KNN on LONG an LAT to predict whether a school would have a sport or not based on geography

In [96]:
import pandas as pd
import pickle
import numpy as np
import geopandas as gpd
from shapely.geometry import Point
from sklearn.neighbors import KNeighborsClassifier

a_cols = pickle.load(open('../data/mappings/Accolades_columns.pkl' ,'rb'))
c_cols = pickle.load(open('../data/mappings/Census_columns.pkl' ,'rb'))
cs_dict = pickle.load(open('../data/mappings/CollegeScorecard_columns.pkl' ,'rb'))
cs_cols = [col for cols in cs_dict.values() for col in cols]
sp_dict = pickle.load(open('../data/mappings/SportParticipation_columns.pkl' ,'rb'))
sp_cols = [col for cols in sp_dict.values() for col in cols]

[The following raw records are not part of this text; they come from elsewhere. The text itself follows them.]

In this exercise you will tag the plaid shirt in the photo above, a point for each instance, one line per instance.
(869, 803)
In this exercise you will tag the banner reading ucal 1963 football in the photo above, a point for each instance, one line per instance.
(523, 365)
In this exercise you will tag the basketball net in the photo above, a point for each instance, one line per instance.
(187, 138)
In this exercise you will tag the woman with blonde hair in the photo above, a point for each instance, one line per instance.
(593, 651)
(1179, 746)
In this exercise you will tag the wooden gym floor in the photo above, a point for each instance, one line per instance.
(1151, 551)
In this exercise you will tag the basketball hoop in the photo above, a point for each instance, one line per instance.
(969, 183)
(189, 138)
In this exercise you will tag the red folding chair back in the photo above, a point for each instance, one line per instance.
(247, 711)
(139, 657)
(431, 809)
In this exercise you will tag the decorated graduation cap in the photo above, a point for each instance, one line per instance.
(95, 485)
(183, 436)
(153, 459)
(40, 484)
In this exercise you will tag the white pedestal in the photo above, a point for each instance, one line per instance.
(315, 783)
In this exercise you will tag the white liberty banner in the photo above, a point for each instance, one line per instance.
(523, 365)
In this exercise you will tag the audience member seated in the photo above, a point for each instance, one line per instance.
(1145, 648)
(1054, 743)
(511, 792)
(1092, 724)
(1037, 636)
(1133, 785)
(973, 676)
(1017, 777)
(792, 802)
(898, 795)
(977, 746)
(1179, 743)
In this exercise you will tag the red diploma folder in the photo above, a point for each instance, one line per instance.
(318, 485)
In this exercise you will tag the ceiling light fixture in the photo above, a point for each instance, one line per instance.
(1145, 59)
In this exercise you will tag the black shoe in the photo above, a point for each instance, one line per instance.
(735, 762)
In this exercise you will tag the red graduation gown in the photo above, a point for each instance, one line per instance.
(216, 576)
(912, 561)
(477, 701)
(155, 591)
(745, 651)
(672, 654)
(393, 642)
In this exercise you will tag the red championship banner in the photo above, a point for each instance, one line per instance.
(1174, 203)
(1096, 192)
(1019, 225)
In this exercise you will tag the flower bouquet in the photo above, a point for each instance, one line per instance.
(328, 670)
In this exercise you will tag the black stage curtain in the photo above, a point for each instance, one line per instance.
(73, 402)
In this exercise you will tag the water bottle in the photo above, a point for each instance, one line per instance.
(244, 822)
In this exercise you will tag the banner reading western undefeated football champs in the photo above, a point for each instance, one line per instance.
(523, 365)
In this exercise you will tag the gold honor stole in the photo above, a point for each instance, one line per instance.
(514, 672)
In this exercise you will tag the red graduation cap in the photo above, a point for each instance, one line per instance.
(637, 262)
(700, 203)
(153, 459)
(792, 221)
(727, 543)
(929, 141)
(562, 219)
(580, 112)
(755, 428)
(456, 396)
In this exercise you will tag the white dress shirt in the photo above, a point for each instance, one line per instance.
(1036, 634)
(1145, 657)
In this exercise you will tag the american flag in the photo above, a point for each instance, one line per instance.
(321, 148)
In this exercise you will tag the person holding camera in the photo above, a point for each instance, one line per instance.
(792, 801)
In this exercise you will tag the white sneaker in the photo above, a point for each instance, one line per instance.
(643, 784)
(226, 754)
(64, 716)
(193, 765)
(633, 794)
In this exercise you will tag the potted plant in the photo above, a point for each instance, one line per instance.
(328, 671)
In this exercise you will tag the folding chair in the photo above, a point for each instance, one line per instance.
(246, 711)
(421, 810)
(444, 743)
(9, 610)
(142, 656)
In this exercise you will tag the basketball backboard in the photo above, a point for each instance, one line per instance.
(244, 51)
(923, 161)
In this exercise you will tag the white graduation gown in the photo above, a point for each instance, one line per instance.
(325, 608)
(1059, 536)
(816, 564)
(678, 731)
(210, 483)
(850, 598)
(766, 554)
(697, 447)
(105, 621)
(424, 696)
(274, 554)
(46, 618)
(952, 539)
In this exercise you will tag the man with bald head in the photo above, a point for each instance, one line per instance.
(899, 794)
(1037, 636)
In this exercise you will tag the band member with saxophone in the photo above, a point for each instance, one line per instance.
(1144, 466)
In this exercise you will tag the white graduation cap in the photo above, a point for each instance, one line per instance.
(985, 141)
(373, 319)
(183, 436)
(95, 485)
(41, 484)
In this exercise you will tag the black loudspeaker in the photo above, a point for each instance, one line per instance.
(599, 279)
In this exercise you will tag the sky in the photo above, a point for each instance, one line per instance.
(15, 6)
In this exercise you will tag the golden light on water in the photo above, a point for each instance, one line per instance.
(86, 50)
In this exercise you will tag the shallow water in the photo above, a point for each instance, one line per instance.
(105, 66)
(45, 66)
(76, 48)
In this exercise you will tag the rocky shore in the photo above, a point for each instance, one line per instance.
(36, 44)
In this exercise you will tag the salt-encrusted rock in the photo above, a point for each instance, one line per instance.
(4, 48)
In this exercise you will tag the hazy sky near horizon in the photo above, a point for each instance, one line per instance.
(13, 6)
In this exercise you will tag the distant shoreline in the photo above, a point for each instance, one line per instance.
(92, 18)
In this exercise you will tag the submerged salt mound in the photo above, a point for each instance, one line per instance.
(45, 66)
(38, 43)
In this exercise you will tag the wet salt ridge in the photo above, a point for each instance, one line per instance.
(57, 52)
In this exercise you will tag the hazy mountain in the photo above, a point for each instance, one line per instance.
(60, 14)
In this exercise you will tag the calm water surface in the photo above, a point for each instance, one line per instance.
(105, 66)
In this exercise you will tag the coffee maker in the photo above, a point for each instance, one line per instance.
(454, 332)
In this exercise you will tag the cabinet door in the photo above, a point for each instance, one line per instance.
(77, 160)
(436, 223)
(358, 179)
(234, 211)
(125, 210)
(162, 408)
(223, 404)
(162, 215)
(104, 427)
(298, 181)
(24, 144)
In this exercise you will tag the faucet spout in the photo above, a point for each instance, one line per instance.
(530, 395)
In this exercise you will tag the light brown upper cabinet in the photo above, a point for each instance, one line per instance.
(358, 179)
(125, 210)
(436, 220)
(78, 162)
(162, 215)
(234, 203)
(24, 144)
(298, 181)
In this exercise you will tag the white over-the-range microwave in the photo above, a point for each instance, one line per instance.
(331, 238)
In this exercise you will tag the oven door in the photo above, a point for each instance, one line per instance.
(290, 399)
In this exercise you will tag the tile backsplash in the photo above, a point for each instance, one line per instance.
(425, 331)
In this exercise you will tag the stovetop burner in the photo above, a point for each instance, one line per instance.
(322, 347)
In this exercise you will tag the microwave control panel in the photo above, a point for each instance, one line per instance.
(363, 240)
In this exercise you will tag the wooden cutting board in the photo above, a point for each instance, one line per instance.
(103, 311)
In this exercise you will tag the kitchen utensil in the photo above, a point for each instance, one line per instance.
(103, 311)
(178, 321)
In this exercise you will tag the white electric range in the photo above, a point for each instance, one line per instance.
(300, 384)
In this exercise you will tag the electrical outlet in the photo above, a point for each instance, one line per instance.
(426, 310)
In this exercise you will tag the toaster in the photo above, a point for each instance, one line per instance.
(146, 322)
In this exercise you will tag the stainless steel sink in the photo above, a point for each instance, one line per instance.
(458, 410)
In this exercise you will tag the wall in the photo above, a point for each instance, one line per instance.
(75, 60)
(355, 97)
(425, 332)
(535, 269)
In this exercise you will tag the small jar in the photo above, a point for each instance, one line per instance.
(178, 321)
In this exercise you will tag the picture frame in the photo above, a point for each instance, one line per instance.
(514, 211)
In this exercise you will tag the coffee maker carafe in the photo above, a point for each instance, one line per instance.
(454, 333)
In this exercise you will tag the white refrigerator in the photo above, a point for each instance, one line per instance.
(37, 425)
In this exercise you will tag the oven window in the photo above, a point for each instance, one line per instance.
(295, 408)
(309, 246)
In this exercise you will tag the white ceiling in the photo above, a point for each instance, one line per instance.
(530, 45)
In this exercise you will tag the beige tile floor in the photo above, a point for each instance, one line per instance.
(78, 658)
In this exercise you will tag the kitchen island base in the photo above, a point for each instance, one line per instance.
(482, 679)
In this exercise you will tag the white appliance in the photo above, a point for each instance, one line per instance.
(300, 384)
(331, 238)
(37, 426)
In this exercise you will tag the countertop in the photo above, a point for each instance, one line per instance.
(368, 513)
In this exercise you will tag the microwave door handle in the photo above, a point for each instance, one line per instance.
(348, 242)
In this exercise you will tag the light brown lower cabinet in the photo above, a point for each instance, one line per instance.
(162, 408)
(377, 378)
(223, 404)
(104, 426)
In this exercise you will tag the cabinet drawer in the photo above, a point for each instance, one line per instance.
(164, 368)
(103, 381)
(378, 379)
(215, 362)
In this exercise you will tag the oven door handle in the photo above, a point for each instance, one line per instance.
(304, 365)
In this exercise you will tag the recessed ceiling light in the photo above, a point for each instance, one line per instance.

df = pd.read_pickle('../data/merged/full_df.pkl').dropna(subset=['LONGITUDE'])[cs_dict['keys'] + ['LONGITUDE', 'LATITUDE'] + sp_dict['mens_part'] + sp_dict['womens_part']]

In [122]:
sp_dict = pickle.load(open('../data/mappings/SportParticipation_columns.pkl', 'rb'))

part_cols = sp_dict['mens_part'] + sp_dict['womens_part']
part_cols = [c for c in part_cols if c in df.columns]
print("Using", len(part_cols), "participation columns")

shp_path = "../data/raw/ne_110m_admin_0_countries/ne_110m_admin_0_countries.shp"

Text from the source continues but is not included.